Operations Director: “Six months? We have two maintenance windows per year!”
Bursar: “€500,000 is impossible in this fiscal year.”
Chief Engineer: “Segmentation will break our monitoring systems.”
The team addresses these concerns with varying success.
Vetinari¶
Long pause. You lean forward slightly.
Vetinari: “A question, if I may.”
Room goes quiet.
Vetinari: “You’ve demonstrated you can access our systems. You’ve shown you can control a turbine remotely. Technical capability is clear. Now: who specifically has both the capability and the motivation to attack a university power plant? Not ‘nation-states’ broadly. Specifically. And why would they attack us rather than the central Ankh-Morpork power station that serves ten times as many people?”
Team responds.
Vetinari (if answer is poor): “I ask because I allocate limited security resources across many city facilities. If I cannot identify a credible threat actor with specific motivation, I’m spending money to protect against abstract possibility. Help me understand why this abstract possibility deserves concrete resources.”
Team tries again.
Vetinari (if answer is better): “Better. So the concern is less direct attack, more positioning for future leverage, or intelligence gathering about control systems to enable attacks elsewhere. That’s more plausible.” Turns to Bursar. “In that context, what’s the minimum investment that meaningfully reduces that intelligence value?”

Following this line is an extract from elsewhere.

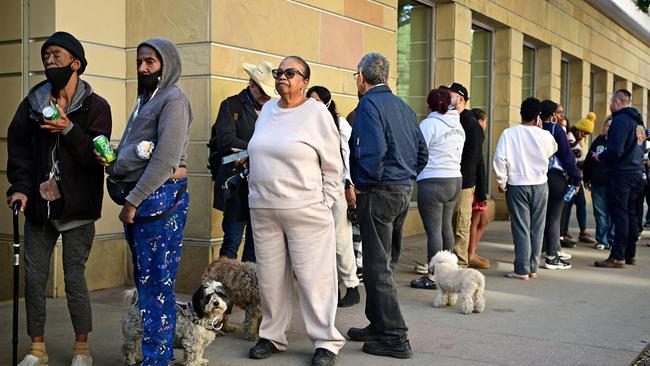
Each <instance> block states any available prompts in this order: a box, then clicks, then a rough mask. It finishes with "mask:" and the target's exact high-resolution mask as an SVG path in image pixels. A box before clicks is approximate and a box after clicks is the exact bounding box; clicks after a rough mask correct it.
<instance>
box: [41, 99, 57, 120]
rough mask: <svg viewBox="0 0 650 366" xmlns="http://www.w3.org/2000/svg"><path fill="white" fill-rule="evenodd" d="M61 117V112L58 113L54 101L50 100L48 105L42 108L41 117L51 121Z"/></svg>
mask: <svg viewBox="0 0 650 366" xmlns="http://www.w3.org/2000/svg"><path fill="white" fill-rule="evenodd" d="M60 117H61V114H60V113H59V110H58V109H57V108H56V106H55V105H54V103H52V101H51V100H50V105H48V106H47V107H45V108H43V118H45V119H47V120H50V121H53V120H55V119H59V118H60Z"/></svg>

Guides discussion toward practical middle ground.
Vetinari (concluding): “Archchancellor, I suggest implementing their immediate recommendations while the Bursar and Operations Director work with them to scope a phased segmentation project. We’ll review again in six months with updated threat intelligence.” Stands. “Gentlemen, thank you for your assessment. More thoughtful than most.”

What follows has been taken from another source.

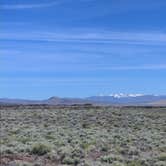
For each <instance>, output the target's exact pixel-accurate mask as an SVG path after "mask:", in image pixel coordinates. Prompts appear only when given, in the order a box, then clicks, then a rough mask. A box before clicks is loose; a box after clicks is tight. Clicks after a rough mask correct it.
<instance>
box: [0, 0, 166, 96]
mask: <svg viewBox="0 0 166 166" xmlns="http://www.w3.org/2000/svg"><path fill="white" fill-rule="evenodd" d="M165 8H166V1H165V0H158V1H156V0H28V1H22V0H12V1H11V0H1V1H0V17H1V19H0V97H8V98H30V99H44V98H48V97H50V96H60V97H85V96H91V95H98V94H110V93H119V92H123V93H143V94H166V86H165V85H166V22H165V18H166V10H165Z"/></svg>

Leaves. That’s as close to praise as Vetinari gets.
Mistakes to avoid¶
Don’t:
Be personally hostile or dismissive
Ask “gotcha” questions with no good answer
Reject all recommendations regardless of quality
Make it impossible for teams to succeed
Show off your own knowledge
Break character (stay Vetinari throughout)
Do:
Challenge assumptions constructively
Adjust difficulty to team performance
Recognise good arguments when presented
Give teams opportunities to recover from poor answers
Model strategic thinking for participants
Make it hard but fair
Debrief notes¶
After the masterclass, explain the Patrician’s approach:
Vetinari wasn’t trying to defeat you. He was testing whether you could think strategically, not just technically. The teams that succeeded:
Connected security to city stability, not just vulnerability counts
Acknowledged uncertainty while making evidence-based arguments
Considered operational reality and proposed workable solutions
Responded to pushback by adapting, not defending rigidly
Understood that the Patrician allocates resources across many risks, not just cybersecurity
The Patrician is the executive you will eventually face in real assessments. CEOs, city officials, board members - they think like Vetinari. They have many problems. They have limited resources. They need you to convince them your problem deserves priority.

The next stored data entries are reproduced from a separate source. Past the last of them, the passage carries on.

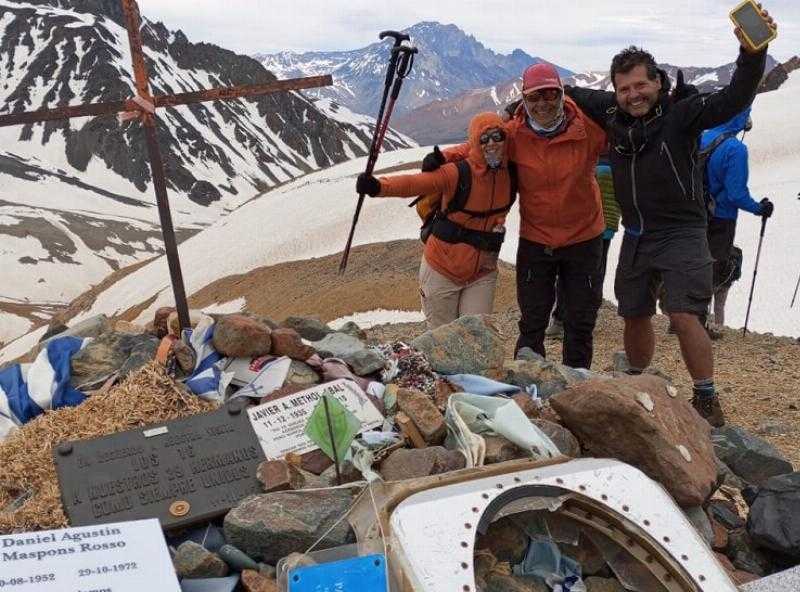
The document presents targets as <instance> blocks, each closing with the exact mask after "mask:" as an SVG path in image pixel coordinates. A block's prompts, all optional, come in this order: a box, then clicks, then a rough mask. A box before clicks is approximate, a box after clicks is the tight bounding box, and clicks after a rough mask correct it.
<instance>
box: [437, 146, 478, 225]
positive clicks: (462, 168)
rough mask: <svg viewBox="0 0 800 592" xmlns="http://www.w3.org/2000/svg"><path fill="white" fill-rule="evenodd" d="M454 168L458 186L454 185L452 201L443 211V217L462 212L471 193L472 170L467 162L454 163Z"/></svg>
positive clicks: (449, 203)
mask: <svg viewBox="0 0 800 592" xmlns="http://www.w3.org/2000/svg"><path fill="white" fill-rule="evenodd" d="M456 168H457V169H458V184H457V185H456V192H455V193H454V194H453V199H451V200H450V202H449V203H448V204H447V207H446V208H445V209H444V210H443V213H444V215H445V216H447V215H448V214H452V213H453V212H461V211H463V210H464V207H465V206H466V205H467V200H468V199H469V194H470V192H471V191H472V169H471V168H470V167H469V162H468V161H467V160H459V161H458V162H456Z"/></svg>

The teams that convinced the Patrician will convince real executives.
Why this role matters¶
The Patrician is the capstone of the stakeholder experience. Other stakeholders ask difficult but domain-specific questions: Operations worries about downtime, Finance worries about cost, Engineering defends technical choices.
The Patrician asks whether any of this actually matters.
That’s the question pentesters need to be ready for. Because in real engagements, eventually someone will ask: “So what? Why should we care?”
If you can’t answer that question convincingly, your technical skills don’t matter. The report gets filed and forgotten.
The Patrician ensures participants practice answering “So what?”
Because that’s the question that matters most.
“The trouble with being a good liar is that everyone knows you’re good at it.” - Lord Vetinari
Be sceptical. Be analytical. Be fair. Be Vetinari.